Wells Fargo reported a higher-than-expected 23 percent rise in first-quarter profit on Friday, but its mortgage business showed further signs of slowing and net interest margins continued to shrink.
Wells Fargo shares were down 2 percent at $36.78 in premarket trading. (Click here for the latest before-hours quote.)
The fourth-largest U.S. bank by assets has emerged from the financial crisis as the leading U.S. home lender as other banks have pulled back from a business that burned them during the housing boom.
But the bank has now seen a decline in home loans for two consecutive quarters as fewer borrowers refinance at low interest rates.
The bank made $109 billion in home loans during the quarter, down from $129 billion in the same quarter a year ago and less than the $125 billion in loans extended in the fourth quarter.
Fees from mortgages dropped 2 percent to $2.8 billion from a year earlier, and were down 9 percent from the fourth quarter.
And a further fall is likely. The bank's pipeline of applications for home loans that have not yet closed was $74 billion at the end of the first quarter, down from $81 billion at the end of the fourth quarter.
Wells Fargo kicked off the bank earnings season on the same day as JPMorgan Chase & Co. The largest U.S. bank said its first-quarter earnings rose 33 percent to $6.53 billion, but most of its major businesses turned in tepid performances.

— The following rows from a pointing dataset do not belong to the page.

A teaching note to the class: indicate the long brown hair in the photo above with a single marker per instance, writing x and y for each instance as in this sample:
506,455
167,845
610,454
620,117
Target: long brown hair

Unlike Wells Fargo, though, JPMorgan's mortgage originations rose -- by 37 percent from a year earlier and 3 percent from the fourth quarter.

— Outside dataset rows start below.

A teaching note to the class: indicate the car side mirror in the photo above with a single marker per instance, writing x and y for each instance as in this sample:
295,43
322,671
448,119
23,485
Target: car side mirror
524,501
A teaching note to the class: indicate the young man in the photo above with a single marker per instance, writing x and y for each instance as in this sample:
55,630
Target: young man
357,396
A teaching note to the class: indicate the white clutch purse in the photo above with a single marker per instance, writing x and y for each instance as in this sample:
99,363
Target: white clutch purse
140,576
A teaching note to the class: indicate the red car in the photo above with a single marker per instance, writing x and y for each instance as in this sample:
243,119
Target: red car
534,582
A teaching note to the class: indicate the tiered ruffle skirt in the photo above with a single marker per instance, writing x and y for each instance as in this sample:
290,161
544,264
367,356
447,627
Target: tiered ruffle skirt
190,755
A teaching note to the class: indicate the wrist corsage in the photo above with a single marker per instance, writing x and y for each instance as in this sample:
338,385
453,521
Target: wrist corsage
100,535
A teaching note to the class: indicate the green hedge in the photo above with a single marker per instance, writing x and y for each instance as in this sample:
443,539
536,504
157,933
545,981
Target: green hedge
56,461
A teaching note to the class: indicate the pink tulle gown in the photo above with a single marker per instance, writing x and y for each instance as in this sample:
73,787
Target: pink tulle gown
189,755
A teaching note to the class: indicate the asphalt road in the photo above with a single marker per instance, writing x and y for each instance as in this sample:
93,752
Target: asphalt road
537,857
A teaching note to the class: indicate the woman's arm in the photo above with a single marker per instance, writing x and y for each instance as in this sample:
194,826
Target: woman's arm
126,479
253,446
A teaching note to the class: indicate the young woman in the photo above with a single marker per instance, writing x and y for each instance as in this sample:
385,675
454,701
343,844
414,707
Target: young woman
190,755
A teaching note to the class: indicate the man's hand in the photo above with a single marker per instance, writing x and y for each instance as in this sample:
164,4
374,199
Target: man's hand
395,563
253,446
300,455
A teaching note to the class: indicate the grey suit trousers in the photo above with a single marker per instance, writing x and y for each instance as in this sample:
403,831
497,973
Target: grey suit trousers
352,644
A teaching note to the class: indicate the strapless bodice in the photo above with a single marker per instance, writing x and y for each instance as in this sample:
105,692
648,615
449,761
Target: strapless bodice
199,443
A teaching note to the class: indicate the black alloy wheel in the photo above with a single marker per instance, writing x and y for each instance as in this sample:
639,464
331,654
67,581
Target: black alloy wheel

Wells Fargo said net income applicable to common shareholders rose to $4.93 billion, or 92 cents per share, in the quarter, from $4.02 billion, or 75 cents per share, a year earlier.
Analysts on average had expected earnings of 88 cents per share, according to Thomson Reuters I/B/E/S.
The results marked the 13th consecutive quarter in which the bank's earnings per share have risen from the preceding quarter.
Total revenue fell slightly to $21.3 billion, missing the average analyst estimate of $21.59 billion.
Wells Fargo held onto $3.4 billion of mortgages that it could have sold to Fannie Mae and Freddie Mac, giving up $112 million of revenue.
The bank took similar actions last year, and had previously said it would hold onto $2 billion to $3 billion of mortgages that closed in January.
Total non-interest expenses fell 5 percent from a year earlier.
The bank's net interest margin -- a closely watched measure of how much money banks make from their loans -- fell to 3.48 percent from 3.91 percent a year earlier. Banks' margins are shrinking as older loans with higher interest rates are paid down.
Wells Fargo said it bought back about 17 million of its own shares during the quarter.
In March, after the Federal Reserve approved its capital plan, the bank said it planned to buy back more shares this year than in 2012, when it repurchased about $4 billion of its own stock.